Thursday, February 24, 2011


In the interest of remaining chronological, I am deferring a description of my iMac and iPad synthesizer software. In the 90s my first serious electronica investment was a wavetable sound card that cost around $245 and had memory slots for 2 MB of memory which was more than I had on my motherboard at the time! The AWE32 sound card from Creative labs gave me wave table synthesis which was worlds better in sample quality than the cheap FM synth cards that were prevalent on most PCs.

I remember getting software to use my computer keyboard as a monophonic "piano" as well as getting software to create soundfonts. Using Cakewalk LE I was able to put together rudimentary tracks of sampled music and better still, was able to sample my kids voices, pop them onto a keyboard and "play" them as instruments.

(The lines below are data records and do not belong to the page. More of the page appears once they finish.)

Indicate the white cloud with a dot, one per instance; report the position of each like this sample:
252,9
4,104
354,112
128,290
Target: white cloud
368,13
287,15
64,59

I don't have anything I created at that time that was worthwhile to keep, but it was a blast learning how to make/shape sounds and build up soundfonts into instruments.

It wasn't until years later that I left Windows for more Mac based software - and I didn't care at all for Macs until the release of OS X. My own hardware at the time ran either Windows 9x or Linux (pre 1.0 releases).

For music options, though, there were at that time very few open source options so it was Windows or Mac.

1 comment:

  1. I remember the tune you did with the sampled voices of the kids. You have to try to find that stuff! I'll look to see if I mifgt still have it around.